Keeping it Real — Justina Robson

Cover of Keeping it Real


Keeping it Real
Justina Robson
279 pages
published in 2006

Justina Robson is one of those writers I’ve known about for years, but have never read anything by so far. One of the new breed of British science fiction writers who popped up around the turn of the millennium, her first couple of novels found critical acclaim, each being nominated for the Clarke or BSFA Award. Unfortunately popular success seemed to elude her however, until she started the Quantum Gravity series, of which Keeping it Real is the first novel.

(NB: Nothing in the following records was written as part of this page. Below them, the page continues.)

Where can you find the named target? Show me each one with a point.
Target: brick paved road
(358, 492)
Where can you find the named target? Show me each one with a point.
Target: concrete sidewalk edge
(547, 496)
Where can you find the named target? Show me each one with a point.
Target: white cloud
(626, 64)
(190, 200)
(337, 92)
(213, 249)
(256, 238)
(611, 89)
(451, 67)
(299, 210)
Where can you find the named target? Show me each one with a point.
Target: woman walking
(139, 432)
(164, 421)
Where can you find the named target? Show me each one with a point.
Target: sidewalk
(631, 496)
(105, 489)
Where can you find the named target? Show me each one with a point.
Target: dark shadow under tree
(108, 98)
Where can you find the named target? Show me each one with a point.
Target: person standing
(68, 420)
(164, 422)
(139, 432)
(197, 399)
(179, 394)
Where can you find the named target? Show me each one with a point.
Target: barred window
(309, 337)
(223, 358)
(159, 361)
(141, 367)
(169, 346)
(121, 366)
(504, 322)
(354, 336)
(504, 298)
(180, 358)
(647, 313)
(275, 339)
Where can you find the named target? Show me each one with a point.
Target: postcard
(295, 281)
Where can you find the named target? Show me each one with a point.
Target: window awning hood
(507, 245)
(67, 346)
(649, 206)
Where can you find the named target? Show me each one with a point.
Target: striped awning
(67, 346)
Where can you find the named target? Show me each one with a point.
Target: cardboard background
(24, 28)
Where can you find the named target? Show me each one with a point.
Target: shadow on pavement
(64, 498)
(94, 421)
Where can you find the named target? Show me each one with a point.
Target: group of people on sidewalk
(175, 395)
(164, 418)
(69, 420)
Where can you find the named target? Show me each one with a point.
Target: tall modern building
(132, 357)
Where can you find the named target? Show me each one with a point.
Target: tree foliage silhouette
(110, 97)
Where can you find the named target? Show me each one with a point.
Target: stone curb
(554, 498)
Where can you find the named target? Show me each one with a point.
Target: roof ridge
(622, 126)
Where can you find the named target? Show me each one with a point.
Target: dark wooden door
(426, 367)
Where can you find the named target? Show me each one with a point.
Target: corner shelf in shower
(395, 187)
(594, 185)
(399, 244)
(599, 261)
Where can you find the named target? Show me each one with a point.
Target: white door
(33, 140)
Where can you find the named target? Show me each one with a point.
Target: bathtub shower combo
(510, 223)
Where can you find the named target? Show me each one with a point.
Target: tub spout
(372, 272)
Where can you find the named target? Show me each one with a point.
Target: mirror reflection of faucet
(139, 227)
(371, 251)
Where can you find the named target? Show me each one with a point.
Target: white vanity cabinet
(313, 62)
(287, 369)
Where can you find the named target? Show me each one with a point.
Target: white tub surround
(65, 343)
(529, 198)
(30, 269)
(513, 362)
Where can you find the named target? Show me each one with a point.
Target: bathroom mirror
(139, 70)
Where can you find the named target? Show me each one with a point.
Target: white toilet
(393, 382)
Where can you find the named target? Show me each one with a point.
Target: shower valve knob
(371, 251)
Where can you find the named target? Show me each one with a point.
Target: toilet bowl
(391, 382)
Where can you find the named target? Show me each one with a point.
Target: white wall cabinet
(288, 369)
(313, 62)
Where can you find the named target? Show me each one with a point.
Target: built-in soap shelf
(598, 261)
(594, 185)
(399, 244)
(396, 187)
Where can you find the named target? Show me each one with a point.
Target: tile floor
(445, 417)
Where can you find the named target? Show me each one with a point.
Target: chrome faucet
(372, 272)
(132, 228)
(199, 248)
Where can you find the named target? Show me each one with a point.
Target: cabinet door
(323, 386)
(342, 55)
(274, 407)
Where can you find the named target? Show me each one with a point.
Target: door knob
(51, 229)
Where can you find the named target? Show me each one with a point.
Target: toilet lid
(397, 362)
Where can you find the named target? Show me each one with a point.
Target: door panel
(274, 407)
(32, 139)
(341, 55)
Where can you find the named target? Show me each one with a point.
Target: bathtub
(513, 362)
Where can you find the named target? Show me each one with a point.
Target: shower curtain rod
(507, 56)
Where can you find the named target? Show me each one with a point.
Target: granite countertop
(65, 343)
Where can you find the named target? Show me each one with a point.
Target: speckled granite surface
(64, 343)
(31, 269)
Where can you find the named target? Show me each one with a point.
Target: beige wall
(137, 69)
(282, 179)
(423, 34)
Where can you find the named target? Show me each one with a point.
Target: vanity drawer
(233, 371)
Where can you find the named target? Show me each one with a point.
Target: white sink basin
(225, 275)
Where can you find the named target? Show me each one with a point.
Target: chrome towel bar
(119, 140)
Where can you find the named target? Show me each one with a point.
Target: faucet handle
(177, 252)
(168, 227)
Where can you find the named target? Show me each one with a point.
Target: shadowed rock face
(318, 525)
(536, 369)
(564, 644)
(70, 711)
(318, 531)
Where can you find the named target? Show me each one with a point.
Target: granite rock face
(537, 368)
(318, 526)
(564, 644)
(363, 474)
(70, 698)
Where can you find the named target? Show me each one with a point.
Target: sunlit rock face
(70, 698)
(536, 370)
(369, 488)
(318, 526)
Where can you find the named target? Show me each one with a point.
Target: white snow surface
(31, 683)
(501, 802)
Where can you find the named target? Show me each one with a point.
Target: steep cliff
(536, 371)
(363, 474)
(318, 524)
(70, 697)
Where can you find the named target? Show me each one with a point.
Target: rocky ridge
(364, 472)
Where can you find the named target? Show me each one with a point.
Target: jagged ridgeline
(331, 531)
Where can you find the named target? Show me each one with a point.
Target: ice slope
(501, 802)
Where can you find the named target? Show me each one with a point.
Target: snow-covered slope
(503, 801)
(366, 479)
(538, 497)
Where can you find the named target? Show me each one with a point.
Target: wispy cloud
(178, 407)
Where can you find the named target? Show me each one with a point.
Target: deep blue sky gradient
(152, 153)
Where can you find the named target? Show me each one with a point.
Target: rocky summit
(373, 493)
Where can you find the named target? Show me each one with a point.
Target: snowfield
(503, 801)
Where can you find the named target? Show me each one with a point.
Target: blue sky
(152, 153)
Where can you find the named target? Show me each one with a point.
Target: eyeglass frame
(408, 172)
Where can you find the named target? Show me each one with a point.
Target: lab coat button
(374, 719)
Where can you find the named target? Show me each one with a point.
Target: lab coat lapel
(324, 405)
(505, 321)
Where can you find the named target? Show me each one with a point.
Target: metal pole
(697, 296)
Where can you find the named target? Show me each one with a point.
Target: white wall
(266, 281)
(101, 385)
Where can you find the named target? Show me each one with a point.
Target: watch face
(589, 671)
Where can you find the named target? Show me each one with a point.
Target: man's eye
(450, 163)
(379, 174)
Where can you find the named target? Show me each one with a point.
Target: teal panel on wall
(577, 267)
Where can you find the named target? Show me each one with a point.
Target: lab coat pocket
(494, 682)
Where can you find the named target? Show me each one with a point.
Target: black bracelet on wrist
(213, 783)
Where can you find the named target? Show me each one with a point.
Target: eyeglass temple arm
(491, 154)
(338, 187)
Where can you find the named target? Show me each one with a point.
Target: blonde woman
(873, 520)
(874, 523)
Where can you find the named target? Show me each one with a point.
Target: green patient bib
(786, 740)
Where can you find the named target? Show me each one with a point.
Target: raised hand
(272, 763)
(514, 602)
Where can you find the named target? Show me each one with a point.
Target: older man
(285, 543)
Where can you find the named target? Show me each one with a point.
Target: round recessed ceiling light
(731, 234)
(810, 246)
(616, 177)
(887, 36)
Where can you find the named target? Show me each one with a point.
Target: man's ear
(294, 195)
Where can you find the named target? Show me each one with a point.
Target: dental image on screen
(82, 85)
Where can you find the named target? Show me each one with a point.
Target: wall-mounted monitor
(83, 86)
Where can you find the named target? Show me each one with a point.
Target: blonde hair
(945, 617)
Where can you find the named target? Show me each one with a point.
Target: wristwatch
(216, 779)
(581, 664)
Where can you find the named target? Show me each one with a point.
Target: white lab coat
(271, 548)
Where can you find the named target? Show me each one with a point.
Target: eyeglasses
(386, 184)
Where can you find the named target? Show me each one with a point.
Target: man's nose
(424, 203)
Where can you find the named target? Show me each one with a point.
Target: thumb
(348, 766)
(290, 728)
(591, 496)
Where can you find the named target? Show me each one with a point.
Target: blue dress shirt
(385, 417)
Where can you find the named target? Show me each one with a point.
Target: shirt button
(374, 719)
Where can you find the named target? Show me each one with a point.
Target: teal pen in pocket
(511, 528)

It is also the first novel of hers I’ve read. A high concept description of it would be urban fantasy meets cyberpunk, a bit like the old Shadowrun role playing game but much less naff. Personally I’ve always thought cyberpunk was urban fantasy’s science fiction’s mirror counterpart anyway, so the combination seems logical. As Robson explains it in the prologue, an unknown “quantum catastrophe” in the Superconducting Superconductor in Texas in 2015 had torn reality into six realms: Earth, now called Otopia, Zoomenon, the realm of Elementals, Alfheim (elves country), Demonia, home of demons, Faery, home of fairies and finally Thanatopia, supposedly the realm of the dead though no human being has ever visited. The catastrophe was quickly dubbed the “Quantum Bomb” on Otopia, with the big question that keeps human philsophers and scientists awake at night being whether the Bomb really recreated reality or just made it visible to Otopia.